🎙️ Ask Matillion Anything with Julian Wiffen 🎙️

 

Welcome, data enthusiasts! 🌟 Join us for an engaging session where we dive deep into the fascinating world of AI, data engineering, and cutting-edge models. I’m thrilled to introduce Julian Wiffen, our Director of Data Science & AI at Matillion. 🚀

 

Julian & Matillion have explored the potential of generative AI to transform data engineering. From standardizing job titles to handling vast blocks of unstructured data, he’s been at the forefront of innovation. 🤖

 

Now, it’s your turn! 🗣️ Ask Julian Anything about AI, data pipelines, or the future of analytics. Whether you’re a seasoned pro or just curious, this is your chance to engage with an expert. 🤝

 

Post your questions below, Julian will be on hand to answer them starting Monday 22nd April until Friday 26th April.

 

Questions

  • DO you think in future Generative AI will become mandatory skill for all data professionals?
  • What are the biggest challenges of using generative AI in data pipelines? and how do we ensure quality of data generated by AI?

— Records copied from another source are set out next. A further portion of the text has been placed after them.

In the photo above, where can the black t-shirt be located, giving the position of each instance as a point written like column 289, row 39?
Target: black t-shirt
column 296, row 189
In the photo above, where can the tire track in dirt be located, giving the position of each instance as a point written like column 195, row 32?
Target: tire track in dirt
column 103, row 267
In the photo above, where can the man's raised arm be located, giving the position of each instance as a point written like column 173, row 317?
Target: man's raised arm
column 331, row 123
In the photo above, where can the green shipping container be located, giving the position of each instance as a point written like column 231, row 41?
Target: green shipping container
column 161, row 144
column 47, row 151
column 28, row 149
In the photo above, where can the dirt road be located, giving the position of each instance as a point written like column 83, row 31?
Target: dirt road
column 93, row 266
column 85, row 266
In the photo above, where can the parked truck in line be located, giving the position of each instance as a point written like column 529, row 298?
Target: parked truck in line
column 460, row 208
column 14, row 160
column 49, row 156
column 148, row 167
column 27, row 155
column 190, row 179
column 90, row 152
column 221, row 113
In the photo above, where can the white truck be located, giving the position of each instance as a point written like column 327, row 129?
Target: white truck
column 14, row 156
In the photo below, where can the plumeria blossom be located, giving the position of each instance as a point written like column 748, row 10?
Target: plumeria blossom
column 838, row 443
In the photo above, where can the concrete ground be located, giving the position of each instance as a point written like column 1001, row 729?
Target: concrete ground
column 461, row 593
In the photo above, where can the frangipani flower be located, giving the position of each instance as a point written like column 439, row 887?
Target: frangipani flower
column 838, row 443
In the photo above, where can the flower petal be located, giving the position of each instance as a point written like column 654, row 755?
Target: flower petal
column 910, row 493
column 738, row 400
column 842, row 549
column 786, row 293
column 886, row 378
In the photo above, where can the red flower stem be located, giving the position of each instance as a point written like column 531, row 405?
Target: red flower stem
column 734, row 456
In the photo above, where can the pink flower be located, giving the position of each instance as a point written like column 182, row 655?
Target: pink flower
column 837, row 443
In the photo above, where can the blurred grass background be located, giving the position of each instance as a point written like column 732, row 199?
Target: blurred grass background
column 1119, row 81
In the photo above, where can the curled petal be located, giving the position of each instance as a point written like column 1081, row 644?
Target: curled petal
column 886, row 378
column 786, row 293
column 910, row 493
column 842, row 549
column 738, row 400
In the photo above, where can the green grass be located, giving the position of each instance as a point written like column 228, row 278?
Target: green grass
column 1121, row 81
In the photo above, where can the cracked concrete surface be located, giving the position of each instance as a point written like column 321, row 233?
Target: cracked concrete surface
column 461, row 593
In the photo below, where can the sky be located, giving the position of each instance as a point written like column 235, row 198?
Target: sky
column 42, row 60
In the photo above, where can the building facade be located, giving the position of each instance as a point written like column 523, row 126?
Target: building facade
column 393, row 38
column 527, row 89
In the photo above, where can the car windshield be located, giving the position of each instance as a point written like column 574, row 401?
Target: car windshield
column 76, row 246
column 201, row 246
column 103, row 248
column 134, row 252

Thanks @JoeCommunityManager​ and team for having these sessions,

Hello ASD

 

Will Generative AI become a mandatory skill for all data professionals? I would say probably yes, at least at a basic level.

 

It offers so many potential useful techniques to the data engineer, scientist or analyst - a few examples off the top of my head

  • classifying widely varying or free text columns into simple categorical buckets
  • feature engineering for BI purposes or predictive models based on yes/no questions over unstructured data
  • data clean-up or standardisation
  • the ability handle inputs in multiple languages
  • summarisation of very granular data to an appropriate level for the recipient
  • effectively extremely sophisticated regex filtering
  • data enrichment (e.g. 'summarise what you know about this company')
  • generation of test data...

 

What are the biggest challenges - getting used to the non-deterministic nature of it first of all - we'll need to learn to wrap quality processes around it, just as we might around any business process done by a human, especially as we are looking at either text based outputs that are hard to code checks around and/or use cases where we are trying to measure the quality of a judgement call.

 

There's still a lot to be learned about how to measure the quality. Some things we are exploring include the use of multiple choice questions to test model reasoning in a way that can be automated, taking a random sample for human evaluation of quality, feedback links on anything that is going to a human end user and using vector separation to compare how consistently a model answers the same question. As models become more sophisticated, I can see an approach in which a lower cost, high throughput model processes all transactions and a small percentage are passed to a larger, more costly but more advanced model to evaluate the quality. We may also start to see the approach of asking multiple models the same question in an ensemble method - effectively having them vote on the outcome.

 

The other big challenge is in speed and in rate/throughput limits - we've grown used to handling very large datasets - 100,000 rows would not be classed as a large volume for any normal ETL purposes these days, but it would take significant time to process that through even a simple LLM. This will of course improve over time, but we may need to do some mental recalibration when working in this space. We're certainly going to need to get adept at balancing accuracy & quality against cost and speed.

 

Spot-on insights! Appreciate it greatly. Thank you @JulianWiffen

Your insights are really motivating me to dive deeper into learning more about Generative AI.